Selasa, 10 April 2012 | 05:45 WIB

KOTA – Bupati Rembang Moch Salim menyebut dirinya telah mengeluarkan uang dalam jumlah banyak untuk belanja berhektare tanah di wilayah Tegaldowo dan Kajar, Kecamatan Gunem. Namun, Salim menegaskan, tak ada uang negara yang dipakai dalam belanja itu.

“Saya sudah belanja banyak tanah di wilayah Tegaldowo dan Kajar. Karena saya kaya, saya membeli tanah-tanah itu dengan uang sendiri, bukan uang negara,” demikian kata Salim saat memberikan sambutan di acara peluncuran perekaman data e-KTP di Aula Kecamatan Rembang, Selasa (10/4).

Meski demikian, Salim tidak menyebutkan alasannya membeli banyak tanah di kawasan Tegaldowo dan Kajar. Dugaan hanya mengarah dan terkait dengan bakal dibangunnya tapak pabrik dan eksplorasi bahan baku semen oleh PT Semen Gresik di kawasan itu.

“Saya perlu sampaikan ini (pembelian tanah dengan uang sendiri) untuk membantah semua isu miring yang berkembang dan mengarah kepada fitnah bahwa ada duit negara saya pakai untuk membeli tanah-tanah itu,” tegasnya.

Sebelumnya, Salim juga pernah disinggung oleh Gubernur Jateng Bibit Waluyo dalam sebuah kesempatan di Tegaldowo, Gunem, 21 Maret lalu.
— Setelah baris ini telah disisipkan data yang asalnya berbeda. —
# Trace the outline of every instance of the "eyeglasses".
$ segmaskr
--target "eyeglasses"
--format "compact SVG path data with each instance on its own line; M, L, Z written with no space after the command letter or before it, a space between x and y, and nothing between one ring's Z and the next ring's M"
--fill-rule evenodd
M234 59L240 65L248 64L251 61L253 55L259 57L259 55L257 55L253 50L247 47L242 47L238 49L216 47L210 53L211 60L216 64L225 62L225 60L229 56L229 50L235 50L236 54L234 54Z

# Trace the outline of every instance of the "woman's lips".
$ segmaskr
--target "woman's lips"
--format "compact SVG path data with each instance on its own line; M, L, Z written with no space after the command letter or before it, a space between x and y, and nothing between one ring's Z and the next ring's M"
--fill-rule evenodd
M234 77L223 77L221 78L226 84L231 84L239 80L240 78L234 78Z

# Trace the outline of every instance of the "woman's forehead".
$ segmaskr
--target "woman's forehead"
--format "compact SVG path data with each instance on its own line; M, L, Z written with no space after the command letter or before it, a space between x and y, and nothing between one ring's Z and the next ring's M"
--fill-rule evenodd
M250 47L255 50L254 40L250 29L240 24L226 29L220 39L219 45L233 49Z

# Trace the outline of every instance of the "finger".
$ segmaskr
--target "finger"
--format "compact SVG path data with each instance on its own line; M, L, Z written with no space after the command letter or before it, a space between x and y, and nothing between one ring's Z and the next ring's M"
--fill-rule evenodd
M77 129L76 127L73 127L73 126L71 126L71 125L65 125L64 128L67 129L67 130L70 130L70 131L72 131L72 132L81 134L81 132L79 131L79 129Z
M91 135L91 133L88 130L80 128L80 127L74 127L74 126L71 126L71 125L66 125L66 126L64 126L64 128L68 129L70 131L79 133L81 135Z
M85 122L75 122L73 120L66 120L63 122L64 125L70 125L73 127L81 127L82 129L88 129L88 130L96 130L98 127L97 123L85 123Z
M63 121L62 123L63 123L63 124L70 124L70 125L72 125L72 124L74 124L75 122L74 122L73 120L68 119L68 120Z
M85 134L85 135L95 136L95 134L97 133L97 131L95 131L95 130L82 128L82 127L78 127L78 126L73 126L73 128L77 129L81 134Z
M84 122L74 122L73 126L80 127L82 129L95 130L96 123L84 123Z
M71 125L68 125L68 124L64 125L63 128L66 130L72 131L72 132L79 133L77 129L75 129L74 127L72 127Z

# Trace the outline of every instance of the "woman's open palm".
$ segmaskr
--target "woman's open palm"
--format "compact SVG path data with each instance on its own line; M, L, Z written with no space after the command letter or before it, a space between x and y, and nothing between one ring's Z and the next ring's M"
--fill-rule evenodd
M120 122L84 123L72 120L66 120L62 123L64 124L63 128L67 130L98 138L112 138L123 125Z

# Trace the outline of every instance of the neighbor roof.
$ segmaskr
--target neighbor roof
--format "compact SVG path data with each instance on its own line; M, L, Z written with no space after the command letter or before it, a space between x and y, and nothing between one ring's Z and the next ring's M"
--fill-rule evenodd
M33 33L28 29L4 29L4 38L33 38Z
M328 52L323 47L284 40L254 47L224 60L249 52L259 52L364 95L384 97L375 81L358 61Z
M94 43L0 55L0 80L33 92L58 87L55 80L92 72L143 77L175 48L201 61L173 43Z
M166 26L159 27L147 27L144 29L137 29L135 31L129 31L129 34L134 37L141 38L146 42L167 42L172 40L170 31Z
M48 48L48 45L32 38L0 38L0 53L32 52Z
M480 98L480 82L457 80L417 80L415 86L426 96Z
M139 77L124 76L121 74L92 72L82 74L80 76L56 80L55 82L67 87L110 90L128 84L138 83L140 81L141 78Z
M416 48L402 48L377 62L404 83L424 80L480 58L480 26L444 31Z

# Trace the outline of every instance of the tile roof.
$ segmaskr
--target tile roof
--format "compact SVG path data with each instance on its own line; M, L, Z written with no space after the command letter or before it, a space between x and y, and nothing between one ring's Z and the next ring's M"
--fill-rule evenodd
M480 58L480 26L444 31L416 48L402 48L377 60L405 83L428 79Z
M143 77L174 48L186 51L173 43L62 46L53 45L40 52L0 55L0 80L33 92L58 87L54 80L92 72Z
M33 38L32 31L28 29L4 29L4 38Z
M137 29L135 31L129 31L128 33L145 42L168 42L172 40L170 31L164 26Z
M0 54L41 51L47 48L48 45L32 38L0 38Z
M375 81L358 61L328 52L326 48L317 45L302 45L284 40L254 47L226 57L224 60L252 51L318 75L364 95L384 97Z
Ketika itu, Gubernur Jateng yang melakukan silaturahmi dengan seluruh lurah dan kepala desa se-Kabupaten Rembang, menuding seorang bupati yang kaya, hampir selalu terkait korupsi.

Salim nampaknya tersinggung dengan ucapan Bibit. Makanya, dengan nada agak tinggi Salim menyambut ucapan Bibit itu dan berucap, “Sebelum menjadi Bupati, saya sudah kaya kok”.

Gubernur menanggapi dingin sahutan Salim itu seraya berdoa, “Semoga dengan adanya seorang Bupati yang kaya, masyarakat Rembang bisa semakin sejahtera”. (Puji)




2 comments
  1. jas

    April 11, 2012 at 11:44 am

    prihatin melihat dan mendengar ucapan dan sepak terjang pemimpin seperti ini. “karena saya kaya saya wajar saya belanja banyak tanah”.
    apa bedanya pernyataan dia sebagai pejabat publik dengan juragan tanah?
    terus rakyatnya mau suruh cukupi masa depannya dengan apa kalo tanahnya sudah diambil dia semua?
    memang tanah seperti motor, sekarang habis besok pabrik bikin lagi?
    memang tanah seperti jabatan, hari ini pensiun atau mati besok bikin lowongan baru? atau seperti ikan hari ini habis,besok nangkap lagi di laut?
    memang tanah seperti trotoar atau jalan proyek pejabat kalo dibuat jelek besok biar cepet rusak dan ada proyek baru lagi?
    Tanah adalah soal hidup matinya rakyat! Tanah adalahsoal harga diri masyarakatnya.
    kalo masyarakat mudah menjual dan melepas hak milik tanahnya, itu tandanya masyarakat rapuh, kalo bukan karena ada sesuatu yang salah dalam memimpin negara, menyelenggarakan pemerintahannya. sehingga rakyatnya mudah menjual dan kehilangan tanahnya, kehilangan harga dirinya. apalagi dengan harga yang jauh dari upaya tipu menipu.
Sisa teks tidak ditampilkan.